6 июля. От самого выхода из реки Таго до 6 июля мы имели северные и северо-западные противные ветры, которые отдаляли нас от берегов к западу. 6 июля ветер задул от северо-запада и мы пошли к Английскому каналу. В полдень находились на широте 42°4' северной, долготе 15°36' западной; склонение компаса было 21°31' западное.
7 июля. Ввечеру догнал нас английский фрегат «Ливия» под начальством капитана Дункена, хотя тремя днями позже нас вышел, но имел благополучные ветры и был в ходу лучше наших шлюпов. Я отослал ему депеши, которые взял для доставления статс-секретарю в Англию; мы оба ложились в дрейф; после некоторых взаимных приветствий простились, наполнили паруса, и темнота следующей ночи нас разлучила.
9 июля. Находясь на широтесеверной 47°30', видели погодовестников, летающих около шлюпов; мы их встречали повсюду, и в самых больших широтах Южного полушария, и в полосе между поворотными кругами; теперь встретили и в Северном полушарии, близ Английского канала.
10 июля. В 9 часов вечера 10 июля с фор-марса-рея усмотрели огонь Лизардского маяка и при западном ветре взяли курс в параллель южных берегов Англии.
11 июля. Когда рассвело, увидели восемь судов в разных направлениях. В 7 часов утра встретил нас лавирующий лоцманский бот; сии боты обыкновенно держатся при входе в канал, чтоб быть в готовности вести суда каналом, за что должно платить до Довера по двадцати фунтов стерлингов за каждое судно; я не счел за нужное брать лоцмана при благополучном ветре. Другой такой же бот подошел к шлюпу «Мирный», который также не взял лоцмана.

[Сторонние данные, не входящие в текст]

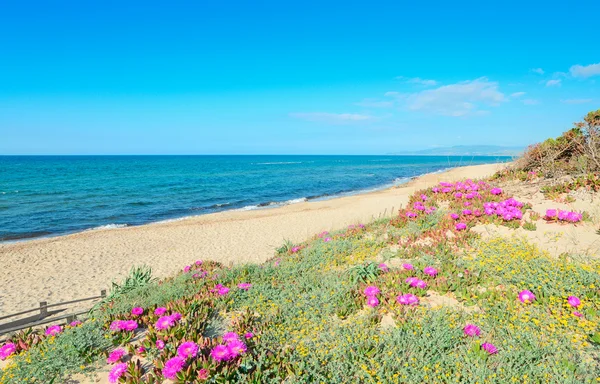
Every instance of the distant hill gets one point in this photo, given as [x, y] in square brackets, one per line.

12 июля. В 10 часов утра, находясь у Довера, мы взяли лоцманов, чтобы нас провели узкостями. В 10 часов вечера, пройдя оные, увидели Галоперский маяк, легли в дрейф и отпустили лоцманов, заплатив каждому пятнадцать фунтов стерлингов. Канал между Англией и Францией беспрерывно покрыт разной величины судами, в разных направлениях идущими, и зрение мореплавателя всегда приятно занято. При благополучном ветре, с порывами и дождем, мы продолжали путь к Скагерраку.
15 и 17 июля. В 5 часов пополудни прошли маяк Скаген. Назавтра, 17 июля, у Кол маяка, взяв лоцмана, в 2 часа пополудни прошли мимо Эльсинора. Салют производится выстрел за выстрел. На Эльсинорском рейде в числе прочих судов стоял на якоре транспорт «Урал», шел к городу Архангельску. В 6 часов сего же вечера положили якорь на Копенгагенском рейде, по северную сторону Мидельгрунта, на глубине десяти сажен.
18 июля. Мы остановились на якоре единственно для того, чтоб переждать темноту. Немедля послали гребные суда в Копенгаген купить свежей говядины и зелени для служителей, и следующего утра опять вступили под паруса. Балтийское море прошли при благополучном ветре, и с нами ничего примечания достойного не случилось.
24 июля. В 6 часов утра 24 июля достигли Кронштадта, салютовали крепости и стали на якорь на том самом месте, с которого отправились в путь.
Отсутствие наше продолжалось 751 день; из сего числа дней мы в разных местах стояли на якоре 224, под парусами находились 527 дней; в сложности прошли всего 86 475 верст; пространство сие в 2 1/4 раза более больших кругов на земном шаре.
В продолжение плавания нашего обретено двадцать девять островов, в том числе в южном холодном поясе – два, в южном умеренном – восемь, а девятнадцать – в жарком поясе; обретена одна коральная мель с лагуной.